Attraverso la lettura e l’interpretazione degli atti del processo, la sentenza impugnata ha premesso che la pretesa risarcitoria in trattazione è fondata esclusivamente sul precedente giudicato e sugli accertamenti che hanno portato alla sua formazione, configurando (la domanda) l’illecito addebitato alle amministrazioni come illecito permanente derivante dalla mancata attuazione di interventi idonei ad eliminare le cause dei danni. Sicchè la responsabilità delle amministrazioni convenute è ricondotta dagli attori alla mancata rimozione delle cause che hanno dato luogo al danneggiamento dei terreni in questione.
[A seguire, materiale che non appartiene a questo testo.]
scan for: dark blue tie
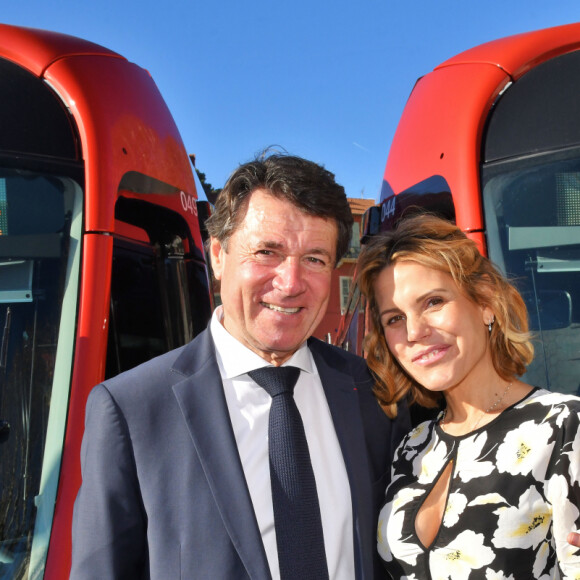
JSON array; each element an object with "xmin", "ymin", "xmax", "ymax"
[{"xmin": 248, "ymin": 366, "xmax": 329, "ymax": 580}]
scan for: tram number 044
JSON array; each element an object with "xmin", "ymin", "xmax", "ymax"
[{"xmin": 381, "ymin": 197, "xmax": 396, "ymax": 222}]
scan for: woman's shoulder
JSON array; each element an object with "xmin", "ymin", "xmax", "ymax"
[
  {"xmin": 513, "ymin": 388, "xmax": 580, "ymax": 426},
  {"xmin": 397, "ymin": 415, "xmax": 438, "ymax": 450},
  {"xmin": 518, "ymin": 387, "xmax": 580, "ymax": 408}
]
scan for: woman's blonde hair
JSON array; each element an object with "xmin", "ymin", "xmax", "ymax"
[{"xmin": 357, "ymin": 214, "xmax": 534, "ymax": 418}]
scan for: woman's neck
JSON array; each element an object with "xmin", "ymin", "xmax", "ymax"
[{"xmin": 440, "ymin": 378, "xmax": 531, "ymax": 435}]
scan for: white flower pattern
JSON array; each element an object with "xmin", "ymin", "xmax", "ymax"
[
  {"xmin": 429, "ymin": 530, "xmax": 494, "ymax": 580},
  {"xmin": 414, "ymin": 437, "xmax": 449, "ymax": 484},
  {"xmin": 495, "ymin": 419, "xmax": 553, "ymax": 479},
  {"xmin": 468, "ymin": 493, "xmax": 507, "ymax": 507},
  {"xmin": 444, "ymin": 492, "xmax": 468, "ymax": 527},
  {"xmin": 492, "ymin": 486, "xmax": 551, "ymax": 549},
  {"xmin": 533, "ymin": 540, "xmax": 550, "ymax": 579},
  {"xmin": 378, "ymin": 487, "xmax": 424, "ymax": 565},
  {"xmin": 455, "ymin": 430, "xmax": 495, "ymax": 483},
  {"xmin": 378, "ymin": 389, "xmax": 580, "ymax": 579},
  {"xmin": 485, "ymin": 570, "xmax": 514, "ymax": 580}
]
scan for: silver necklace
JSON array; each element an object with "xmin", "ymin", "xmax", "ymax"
[{"xmin": 441, "ymin": 382, "xmax": 512, "ymax": 431}]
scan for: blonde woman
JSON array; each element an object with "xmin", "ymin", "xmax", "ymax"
[{"xmin": 358, "ymin": 214, "xmax": 580, "ymax": 578}]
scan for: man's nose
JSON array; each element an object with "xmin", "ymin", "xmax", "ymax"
[{"xmin": 273, "ymin": 258, "xmax": 306, "ymax": 295}]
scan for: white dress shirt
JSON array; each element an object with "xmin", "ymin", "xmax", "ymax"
[{"xmin": 210, "ymin": 307, "xmax": 355, "ymax": 580}]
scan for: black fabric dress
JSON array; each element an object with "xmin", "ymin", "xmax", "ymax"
[{"xmin": 378, "ymin": 388, "xmax": 580, "ymax": 579}]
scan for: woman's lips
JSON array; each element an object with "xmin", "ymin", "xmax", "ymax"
[{"xmin": 412, "ymin": 345, "xmax": 450, "ymax": 365}]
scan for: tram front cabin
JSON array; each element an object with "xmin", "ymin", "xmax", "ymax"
[{"xmin": 0, "ymin": 25, "xmax": 213, "ymax": 579}]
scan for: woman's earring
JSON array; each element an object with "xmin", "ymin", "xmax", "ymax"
[{"xmin": 488, "ymin": 316, "xmax": 495, "ymax": 333}]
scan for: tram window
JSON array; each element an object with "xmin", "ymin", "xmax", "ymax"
[
  {"xmin": 186, "ymin": 260, "xmax": 212, "ymax": 337},
  {"xmin": 105, "ymin": 211, "xmax": 212, "ymax": 379},
  {"xmin": 106, "ymin": 238, "xmax": 167, "ymax": 378},
  {"xmin": 0, "ymin": 174, "xmax": 64, "ymax": 236},
  {"xmin": 482, "ymin": 153, "xmax": 580, "ymax": 394},
  {"xmin": 0, "ymin": 169, "xmax": 81, "ymax": 578}
]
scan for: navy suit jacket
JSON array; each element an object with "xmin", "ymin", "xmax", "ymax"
[{"xmin": 70, "ymin": 328, "xmax": 409, "ymax": 579}]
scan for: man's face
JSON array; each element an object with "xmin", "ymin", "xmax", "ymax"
[{"xmin": 210, "ymin": 189, "xmax": 338, "ymax": 365}]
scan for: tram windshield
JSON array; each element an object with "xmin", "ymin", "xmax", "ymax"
[
  {"xmin": 0, "ymin": 168, "xmax": 82, "ymax": 578},
  {"xmin": 482, "ymin": 150, "xmax": 580, "ymax": 396}
]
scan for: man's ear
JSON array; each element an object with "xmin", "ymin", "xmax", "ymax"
[{"xmin": 209, "ymin": 237, "xmax": 225, "ymax": 281}]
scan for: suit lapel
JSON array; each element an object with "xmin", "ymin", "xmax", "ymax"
[
  {"xmin": 170, "ymin": 329, "xmax": 271, "ymax": 580},
  {"xmin": 309, "ymin": 339, "xmax": 375, "ymax": 580}
]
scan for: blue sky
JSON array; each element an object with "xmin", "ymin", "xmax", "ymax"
[{"xmin": 3, "ymin": 2, "xmax": 580, "ymax": 201}]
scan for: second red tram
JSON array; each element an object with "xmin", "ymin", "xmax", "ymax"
[{"xmin": 337, "ymin": 23, "xmax": 580, "ymax": 399}]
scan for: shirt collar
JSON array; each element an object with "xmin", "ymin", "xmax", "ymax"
[{"xmin": 210, "ymin": 306, "xmax": 314, "ymax": 379}]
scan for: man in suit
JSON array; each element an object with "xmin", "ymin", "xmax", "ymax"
[{"xmin": 70, "ymin": 153, "xmax": 410, "ymax": 579}]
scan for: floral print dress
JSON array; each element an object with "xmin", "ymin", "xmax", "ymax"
[{"xmin": 377, "ymin": 388, "xmax": 580, "ymax": 579}]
Invece, la domanda che ha condotto al precedente giudicato aveva il diverso oggetto costituito dall’accertamento della causa dei danni, individuata da quella decisione nella mancata adozione di interventi di manutenzione secondo la buona tecnica idrogeologica, nonchè nella concorrente utilizzazione a scopi fognari del canale (OMISSIS) dal parte del Consorzio ASI.

Da questa premessa, la sentenza deduce: in primo luogo, che il giudicato invocato non ha efficacia preclusiva rispetto alla diversa fattispecie in trattazione; in secondo luogo, che, in tal senso formulata la domanda, diventa effettivamente rilevante (come ha già osservato il TRAP) la prova (ed il conseguente accertamento) circa la concreta possibilità di effettuazione, da parte delle amministrazioni, di interventi manutentivi (e la mancata attuazione degli stessi), nonostante l’esistenza dell’Oasi e della legge regionale che ha istituito la riserva naturale.
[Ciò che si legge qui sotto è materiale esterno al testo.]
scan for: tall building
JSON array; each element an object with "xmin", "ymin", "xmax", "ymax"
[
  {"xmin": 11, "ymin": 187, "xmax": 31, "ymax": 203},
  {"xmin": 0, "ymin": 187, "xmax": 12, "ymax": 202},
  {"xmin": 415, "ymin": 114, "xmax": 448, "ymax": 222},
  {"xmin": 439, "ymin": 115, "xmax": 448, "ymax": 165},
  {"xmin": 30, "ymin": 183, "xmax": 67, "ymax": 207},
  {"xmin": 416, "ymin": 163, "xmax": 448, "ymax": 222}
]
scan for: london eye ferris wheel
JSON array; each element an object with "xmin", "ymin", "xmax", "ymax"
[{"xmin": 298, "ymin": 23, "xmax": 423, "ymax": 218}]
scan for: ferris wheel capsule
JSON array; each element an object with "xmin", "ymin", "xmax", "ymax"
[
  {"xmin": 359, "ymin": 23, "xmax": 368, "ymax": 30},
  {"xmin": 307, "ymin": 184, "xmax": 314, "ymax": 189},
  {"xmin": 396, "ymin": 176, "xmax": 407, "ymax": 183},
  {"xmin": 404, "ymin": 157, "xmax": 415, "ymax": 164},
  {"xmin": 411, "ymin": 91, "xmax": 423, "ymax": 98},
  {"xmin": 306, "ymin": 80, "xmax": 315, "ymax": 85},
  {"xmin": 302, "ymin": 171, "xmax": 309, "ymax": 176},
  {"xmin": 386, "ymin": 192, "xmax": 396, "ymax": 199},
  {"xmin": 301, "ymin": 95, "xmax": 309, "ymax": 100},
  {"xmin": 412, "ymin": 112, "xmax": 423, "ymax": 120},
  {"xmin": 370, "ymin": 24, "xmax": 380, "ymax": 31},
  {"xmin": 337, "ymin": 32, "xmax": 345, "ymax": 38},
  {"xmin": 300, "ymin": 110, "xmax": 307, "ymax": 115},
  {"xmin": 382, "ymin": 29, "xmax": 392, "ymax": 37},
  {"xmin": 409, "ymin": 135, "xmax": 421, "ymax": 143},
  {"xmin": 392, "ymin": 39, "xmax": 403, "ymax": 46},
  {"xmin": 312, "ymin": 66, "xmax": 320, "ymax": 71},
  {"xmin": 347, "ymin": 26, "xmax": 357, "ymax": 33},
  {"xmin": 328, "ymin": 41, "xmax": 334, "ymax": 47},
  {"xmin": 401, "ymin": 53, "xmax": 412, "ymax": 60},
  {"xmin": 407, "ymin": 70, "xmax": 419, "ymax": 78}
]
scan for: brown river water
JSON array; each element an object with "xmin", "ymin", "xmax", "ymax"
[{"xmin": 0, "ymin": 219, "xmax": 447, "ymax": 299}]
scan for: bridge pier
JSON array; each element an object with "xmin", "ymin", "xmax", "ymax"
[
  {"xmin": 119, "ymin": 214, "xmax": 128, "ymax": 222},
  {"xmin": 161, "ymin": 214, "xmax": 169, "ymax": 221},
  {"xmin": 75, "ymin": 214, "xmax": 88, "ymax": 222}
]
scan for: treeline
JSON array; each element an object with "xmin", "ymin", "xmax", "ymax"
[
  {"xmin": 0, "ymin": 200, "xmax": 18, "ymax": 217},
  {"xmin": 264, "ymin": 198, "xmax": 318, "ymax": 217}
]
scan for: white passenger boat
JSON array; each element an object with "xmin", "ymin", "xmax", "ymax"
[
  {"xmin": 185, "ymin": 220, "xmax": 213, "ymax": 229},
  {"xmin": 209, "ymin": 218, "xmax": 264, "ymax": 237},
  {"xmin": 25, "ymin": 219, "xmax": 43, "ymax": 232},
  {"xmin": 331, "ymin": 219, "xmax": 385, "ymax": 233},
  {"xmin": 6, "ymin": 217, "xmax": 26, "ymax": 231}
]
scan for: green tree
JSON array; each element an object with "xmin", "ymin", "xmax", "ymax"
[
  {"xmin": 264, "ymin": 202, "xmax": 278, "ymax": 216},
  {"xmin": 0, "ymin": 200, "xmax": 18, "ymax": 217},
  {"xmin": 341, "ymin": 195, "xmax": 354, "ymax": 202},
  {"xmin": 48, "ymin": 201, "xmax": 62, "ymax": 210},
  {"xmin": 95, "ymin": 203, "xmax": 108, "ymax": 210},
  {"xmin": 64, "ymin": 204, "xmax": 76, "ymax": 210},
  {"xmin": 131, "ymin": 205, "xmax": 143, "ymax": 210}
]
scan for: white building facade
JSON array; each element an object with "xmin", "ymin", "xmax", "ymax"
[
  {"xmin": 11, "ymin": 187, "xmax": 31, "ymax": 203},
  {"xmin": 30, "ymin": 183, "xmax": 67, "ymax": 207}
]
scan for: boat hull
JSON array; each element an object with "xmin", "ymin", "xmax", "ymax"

In quest’ordine di idee, dunque, occorre rilevare che, per un verso, l’interpretazione degli atti del processo e della domanda è compito esclusivo del giudice di merito ed è incensurabile in cassazione se congruamente e logicamente motivato; che, per altro verso, data quella premessa è consequenziale ritenere che non sia provata l’ingiustizia del danno, posto che tale ingiustizia risulterebbe provata solo ove fosse dedotto e provato che, nonostante il rispetto dell’Oasi, le amministrazioni sarebbero (o sarebbero state) in grado di attuare interventi in favore delle colture.
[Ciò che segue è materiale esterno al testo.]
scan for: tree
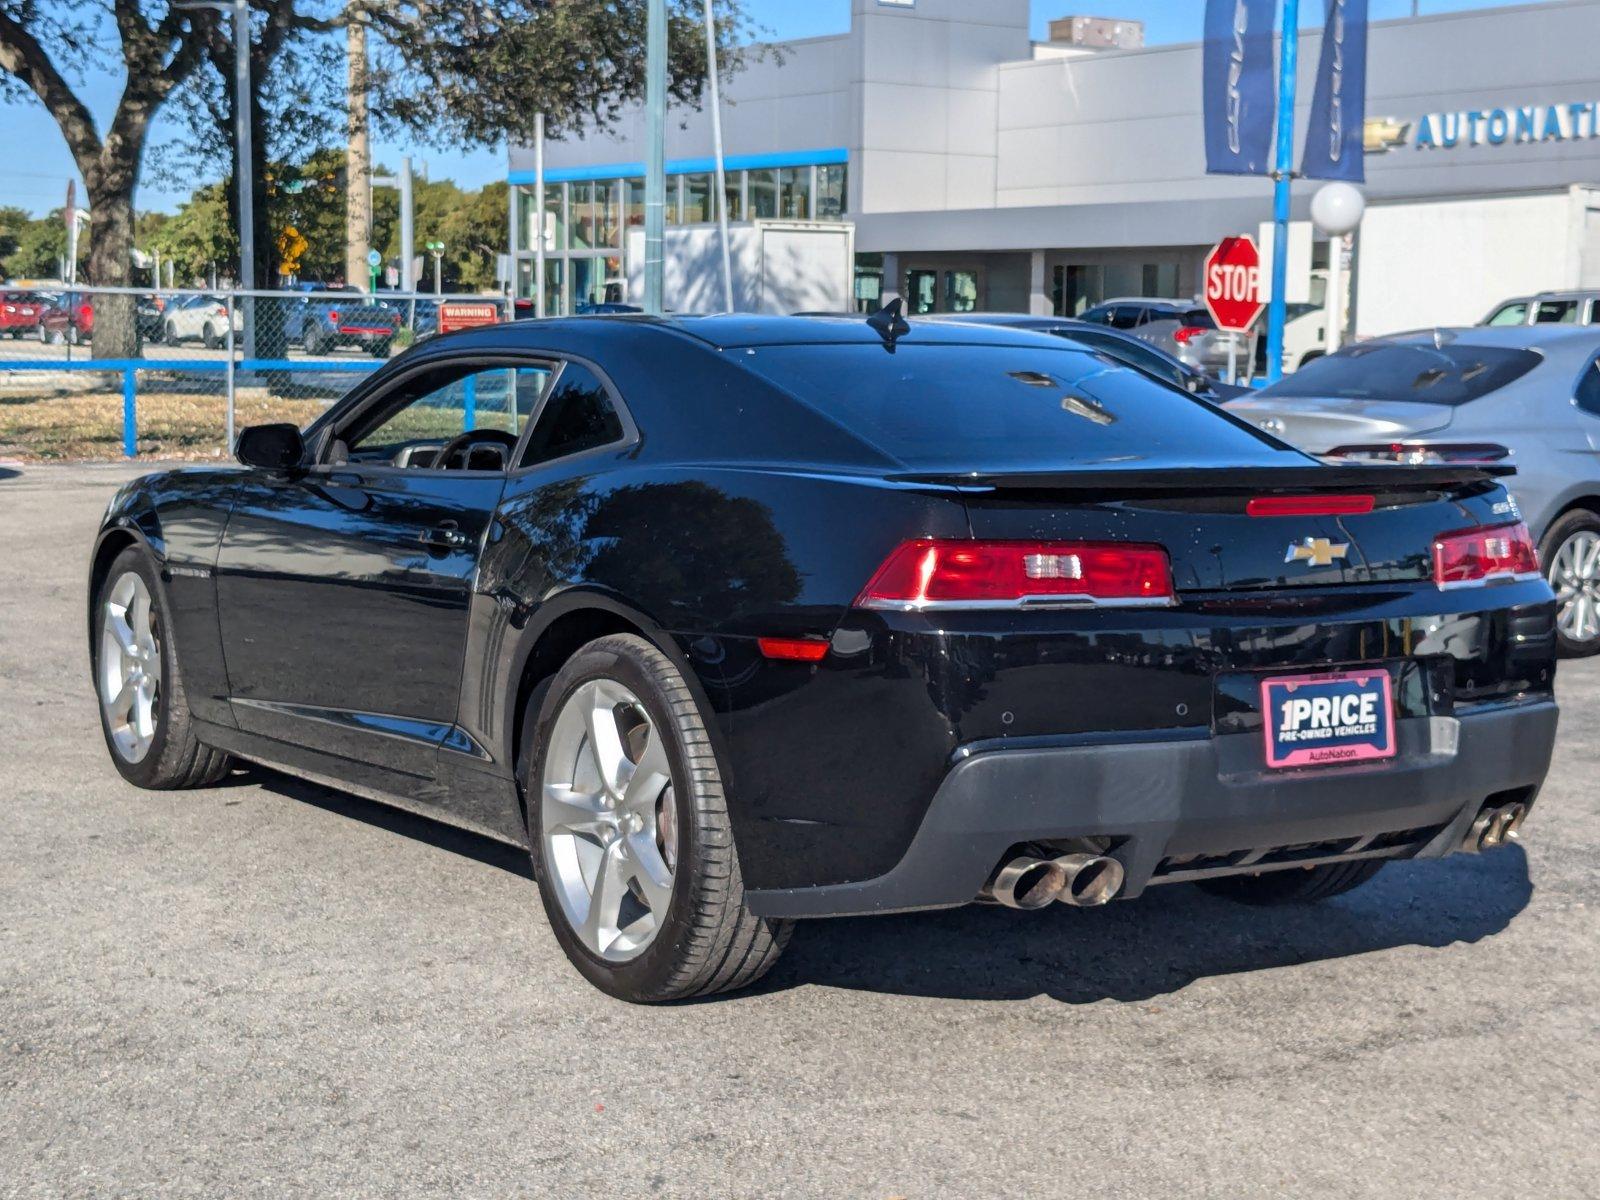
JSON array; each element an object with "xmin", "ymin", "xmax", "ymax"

Così pure, risulta consequenziale con le premesse l’affermazione secondo cui il problema si risolve intorno alla compatibilità tra le finalità della riserva naturalistica ed il diritto dei proprietari alla continuazione dell’attività agricola secondo le stesse modalità precedenti all’istituzione della riserva, senza poter ricondurre la vicenda nel paradigma della responsabilità civile, nè, tanto meno in quella di pretese indennitarie per compressione del diritto di proprietà, le quali ultime esulano del tutto dall’azione in concreto sperimentata. Le spese del giudizio di cassazione, come liquidate nel dispositivo, seguono la soccombenza.

PQM

La Corte rigetta il ricorso e condanna i ricorrenti in solido al pagamento delle spese del giudizio di cassazione, che liquida in Euro 10.200,00 (di cui Euro 200,00 per spese) in favore del Comune di Catania, in Euro 10.200,00 (di cui Euro 200,00 per spese) in favore del Consorzio ASI di Catania, oltre spese generali ed accessori di legge, nonchè in Euro 1000,00 in favore degli enti rappresentati dall’Avvocatura dello Stato, oltre spese prenotate a debito.

Ai sensi del D.P.R. 30 maggio 2002, n. 115, art. 13, comma 1 quater, dà atto della sussistenza dei presupposti per il versamento, da parte dei ricorrenti, dell’ulteriore importo a titolo di contributo unificato pari a quello dovuto per il ricorso, a norma dello stesso art. 13, comma 1 bis.

Così deciso in Roma, il 19 luglio 2016.